Unlike most yanderes, they admire your independence. They’d rather break everyone else who threatens it. Their obsession isn’t about ownership; it’s about containment. They think if they can just… keep you close, the world can’t ruin you the way it ruined them.
• But the moment you get hurt, everything snaps.
If you come back from a job bruised, they turn silent, too calm. The next day, whoever touched you is gone, and the scene looks nothing like your work. Cleaner. Colder. Symmetrical.
• You become the third constant in their pattern.
They’ve always seen the world in twos—reflection and counterpart, creation and destruction—but you’re the anomaly that completes it. They start planning around you, syncing kills to your schedule, leaving “balance offerings” only you’d recognize.
• They study your methods.
They know your trigger points, your preferred tools, even your justifications. One twin finds it beautiful, the artistry of your restraint. The other finds it maddening, the way you won’t give in to chaos.

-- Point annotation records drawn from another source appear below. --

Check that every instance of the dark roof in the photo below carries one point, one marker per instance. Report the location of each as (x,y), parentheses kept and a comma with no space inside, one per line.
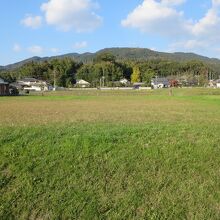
(2,82)
(27,79)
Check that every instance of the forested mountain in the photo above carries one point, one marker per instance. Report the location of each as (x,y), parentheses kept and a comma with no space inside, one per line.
(135,54)
(114,64)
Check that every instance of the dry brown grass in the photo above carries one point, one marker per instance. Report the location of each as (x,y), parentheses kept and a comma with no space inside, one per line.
(105,107)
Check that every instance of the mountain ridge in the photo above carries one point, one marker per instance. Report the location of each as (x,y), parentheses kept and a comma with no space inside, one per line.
(121,53)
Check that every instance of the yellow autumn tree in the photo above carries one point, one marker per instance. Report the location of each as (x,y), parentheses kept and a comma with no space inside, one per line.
(136,75)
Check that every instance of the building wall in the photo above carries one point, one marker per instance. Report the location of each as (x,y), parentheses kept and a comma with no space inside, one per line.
(4,89)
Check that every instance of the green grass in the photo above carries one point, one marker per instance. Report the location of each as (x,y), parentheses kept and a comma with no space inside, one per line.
(148,157)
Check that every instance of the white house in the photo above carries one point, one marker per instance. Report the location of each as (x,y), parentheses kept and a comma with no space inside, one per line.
(32,84)
(82,83)
(124,81)
(159,83)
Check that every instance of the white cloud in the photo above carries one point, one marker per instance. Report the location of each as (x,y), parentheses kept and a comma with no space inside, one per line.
(164,18)
(17,48)
(75,15)
(158,18)
(80,45)
(36,50)
(32,21)
(173,2)
(54,50)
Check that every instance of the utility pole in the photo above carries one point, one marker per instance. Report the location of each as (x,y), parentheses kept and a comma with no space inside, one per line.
(54,80)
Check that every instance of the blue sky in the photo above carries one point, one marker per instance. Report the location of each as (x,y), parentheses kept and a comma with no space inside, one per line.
(50,27)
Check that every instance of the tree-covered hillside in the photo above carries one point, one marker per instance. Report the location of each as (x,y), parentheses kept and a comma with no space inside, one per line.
(136,65)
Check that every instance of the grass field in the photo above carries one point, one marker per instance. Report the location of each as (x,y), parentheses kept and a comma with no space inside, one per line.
(111,155)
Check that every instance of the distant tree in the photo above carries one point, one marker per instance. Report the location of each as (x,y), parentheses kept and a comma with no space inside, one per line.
(136,75)
(105,57)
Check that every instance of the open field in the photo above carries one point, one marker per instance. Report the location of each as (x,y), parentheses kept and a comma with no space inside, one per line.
(111,155)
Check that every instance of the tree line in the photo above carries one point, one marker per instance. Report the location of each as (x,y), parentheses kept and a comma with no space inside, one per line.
(66,71)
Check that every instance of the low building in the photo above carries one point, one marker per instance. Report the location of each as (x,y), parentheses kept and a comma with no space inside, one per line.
(27,81)
(4,88)
(32,84)
(159,83)
(218,83)
(138,85)
(82,83)
(124,82)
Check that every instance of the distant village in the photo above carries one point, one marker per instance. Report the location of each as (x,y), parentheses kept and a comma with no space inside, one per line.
(28,84)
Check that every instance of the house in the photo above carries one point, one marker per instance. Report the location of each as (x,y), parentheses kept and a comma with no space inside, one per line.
(124,82)
(212,84)
(4,88)
(138,85)
(27,81)
(159,83)
(32,84)
(82,83)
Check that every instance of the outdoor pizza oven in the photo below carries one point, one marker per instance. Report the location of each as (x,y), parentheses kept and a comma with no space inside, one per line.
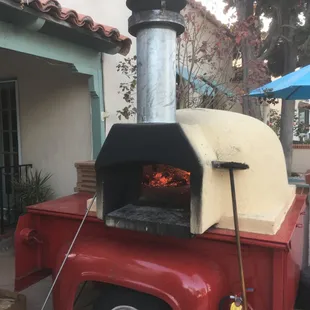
(157,176)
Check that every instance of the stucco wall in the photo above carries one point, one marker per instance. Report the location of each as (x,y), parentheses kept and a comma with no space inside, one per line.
(301,158)
(54,113)
(115,15)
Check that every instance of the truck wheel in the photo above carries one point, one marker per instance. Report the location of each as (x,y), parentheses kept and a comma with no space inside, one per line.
(125,299)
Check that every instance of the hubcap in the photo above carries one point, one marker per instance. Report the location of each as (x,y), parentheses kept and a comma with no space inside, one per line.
(124,308)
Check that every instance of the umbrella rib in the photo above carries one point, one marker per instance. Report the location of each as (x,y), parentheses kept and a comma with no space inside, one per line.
(292,93)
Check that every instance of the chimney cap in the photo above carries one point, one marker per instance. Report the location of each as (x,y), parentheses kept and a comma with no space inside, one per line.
(147,5)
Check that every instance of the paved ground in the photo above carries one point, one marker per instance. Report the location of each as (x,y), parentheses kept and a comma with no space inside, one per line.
(35,294)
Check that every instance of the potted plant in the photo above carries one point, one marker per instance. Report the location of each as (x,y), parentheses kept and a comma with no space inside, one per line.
(33,188)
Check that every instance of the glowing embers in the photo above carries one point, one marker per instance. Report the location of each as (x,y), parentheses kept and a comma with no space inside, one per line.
(165,176)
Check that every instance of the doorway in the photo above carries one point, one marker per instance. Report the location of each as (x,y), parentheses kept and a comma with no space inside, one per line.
(9,149)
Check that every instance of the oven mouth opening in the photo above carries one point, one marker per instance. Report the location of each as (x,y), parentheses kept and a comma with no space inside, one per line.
(163,206)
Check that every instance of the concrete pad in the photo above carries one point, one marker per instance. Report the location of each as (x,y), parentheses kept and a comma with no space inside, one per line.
(35,294)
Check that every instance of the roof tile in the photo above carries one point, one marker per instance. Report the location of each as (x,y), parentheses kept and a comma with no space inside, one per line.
(54,9)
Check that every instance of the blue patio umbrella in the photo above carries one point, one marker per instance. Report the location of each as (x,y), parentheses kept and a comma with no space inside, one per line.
(293,86)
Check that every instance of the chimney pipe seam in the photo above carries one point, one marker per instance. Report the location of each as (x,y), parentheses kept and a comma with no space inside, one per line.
(148,19)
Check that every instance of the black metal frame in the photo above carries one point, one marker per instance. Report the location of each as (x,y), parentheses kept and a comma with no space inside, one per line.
(7,174)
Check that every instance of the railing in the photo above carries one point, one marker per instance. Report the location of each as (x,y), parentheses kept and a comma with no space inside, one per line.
(10,203)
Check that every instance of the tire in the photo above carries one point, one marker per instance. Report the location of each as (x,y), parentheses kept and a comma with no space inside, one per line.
(125,299)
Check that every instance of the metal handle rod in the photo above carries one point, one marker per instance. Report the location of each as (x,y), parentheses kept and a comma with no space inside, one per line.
(68,253)
(236,223)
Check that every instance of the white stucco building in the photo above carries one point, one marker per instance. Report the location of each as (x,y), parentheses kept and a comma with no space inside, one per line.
(61,68)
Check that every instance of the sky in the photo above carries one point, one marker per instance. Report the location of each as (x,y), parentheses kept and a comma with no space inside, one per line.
(217,7)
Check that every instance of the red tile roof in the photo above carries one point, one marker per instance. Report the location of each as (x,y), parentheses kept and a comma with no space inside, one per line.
(54,9)
(198,5)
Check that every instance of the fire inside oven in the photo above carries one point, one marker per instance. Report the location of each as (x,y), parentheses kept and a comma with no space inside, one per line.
(162,205)
(166,187)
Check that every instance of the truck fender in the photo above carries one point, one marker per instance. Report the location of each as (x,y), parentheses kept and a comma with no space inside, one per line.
(180,278)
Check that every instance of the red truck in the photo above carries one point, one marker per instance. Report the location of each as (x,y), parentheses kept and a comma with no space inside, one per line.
(135,255)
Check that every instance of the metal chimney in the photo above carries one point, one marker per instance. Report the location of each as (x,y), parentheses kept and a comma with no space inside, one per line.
(156,25)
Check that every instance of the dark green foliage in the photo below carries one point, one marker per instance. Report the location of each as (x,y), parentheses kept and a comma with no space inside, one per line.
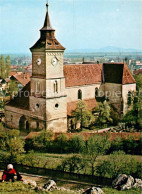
(61,144)
(2,67)
(76,143)
(96,145)
(129,145)
(104,114)
(13,144)
(118,163)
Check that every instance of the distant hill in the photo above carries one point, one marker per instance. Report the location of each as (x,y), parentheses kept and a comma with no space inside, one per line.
(105,49)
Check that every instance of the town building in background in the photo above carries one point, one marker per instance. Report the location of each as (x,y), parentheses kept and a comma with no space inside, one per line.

• Jealousy shows differently in each of them.
The analytical one withdraws, dissecting your every move in silence, eyes full of questions. The emotional one gets protective, inserting himself into your missions under the guise of backup. Between them, your life becomes a tug-of-war of watchful devotion.

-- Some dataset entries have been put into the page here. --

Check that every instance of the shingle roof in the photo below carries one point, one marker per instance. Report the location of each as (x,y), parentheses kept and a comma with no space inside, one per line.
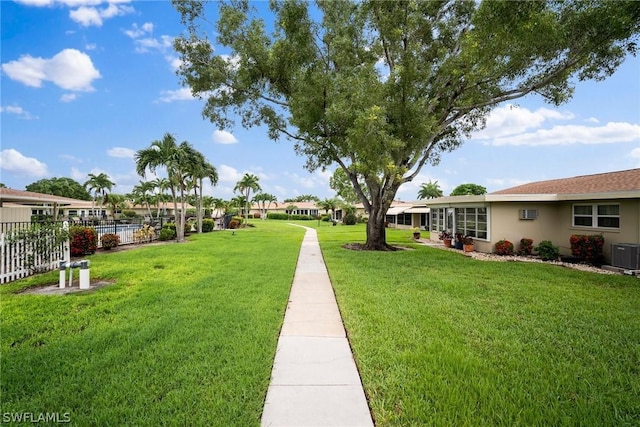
(628,180)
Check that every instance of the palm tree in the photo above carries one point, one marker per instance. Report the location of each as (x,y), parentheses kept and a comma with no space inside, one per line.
(247,184)
(99,184)
(430,190)
(115,202)
(201,170)
(264,201)
(161,185)
(329,205)
(176,159)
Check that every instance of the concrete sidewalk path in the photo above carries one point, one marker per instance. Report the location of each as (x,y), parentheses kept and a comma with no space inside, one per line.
(314,381)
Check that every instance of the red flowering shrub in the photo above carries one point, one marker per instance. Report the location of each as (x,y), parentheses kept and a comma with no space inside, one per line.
(588,247)
(504,247)
(526,247)
(84,240)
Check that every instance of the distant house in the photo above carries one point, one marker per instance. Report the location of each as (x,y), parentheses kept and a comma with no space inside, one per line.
(606,204)
(20,206)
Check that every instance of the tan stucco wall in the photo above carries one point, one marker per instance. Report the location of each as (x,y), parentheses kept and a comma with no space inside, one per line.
(554,223)
(21,214)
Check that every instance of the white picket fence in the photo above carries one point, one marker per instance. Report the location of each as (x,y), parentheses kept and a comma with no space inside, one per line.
(21,258)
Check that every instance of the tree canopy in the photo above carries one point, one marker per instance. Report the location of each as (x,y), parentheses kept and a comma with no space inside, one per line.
(63,187)
(382,88)
(429,190)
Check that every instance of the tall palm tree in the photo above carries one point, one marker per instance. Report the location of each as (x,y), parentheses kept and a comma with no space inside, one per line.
(264,201)
(430,190)
(161,185)
(115,202)
(176,160)
(201,170)
(329,205)
(99,184)
(143,191)
(247,184)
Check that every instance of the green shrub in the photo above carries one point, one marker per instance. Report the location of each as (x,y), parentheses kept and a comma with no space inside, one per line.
(547,251)
(167,234)
(526,247)
(208,225)
(588,247)
(277,215)
(170,226)
(109,241)
(350,219)
(504,247)
(128,214)
(84,240)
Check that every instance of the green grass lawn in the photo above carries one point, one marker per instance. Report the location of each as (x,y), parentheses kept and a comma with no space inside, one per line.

• They treat your victims like rivals.
Every kill you make feels like a conversation to them, a declaration of what you value. So, when you execute someone for hurting others, they read it as a coded message: you still believe people can change. They want to prove they can too, by killing “for” you.
• They call you their “axis.”
One of them slips one night: “You don’t revolve around us. We revolve around you. You make the world stop spinning.”
It’s a confession and a warning. Be prepared to accept their obsession because it's not going away. You are going to be in each other's worlds. It's meant to be.
• If you ever confront them, they don’t deny anything.
No excuses, no gaslighting, just quiet honesty. “We keep you safe. You keep us sane.”
• They’d rather die than let you see their chaos.
You’re the one person they try to spare from their true brutality. Their killings become cleaner, the victims more morally grey—as if they’re trying to impress you by pretending to be good.
• Make no mistake. They’d kill for you.
They don’t want to harm you; they want to remove everything that could. Violence is their love language, disguised as protection.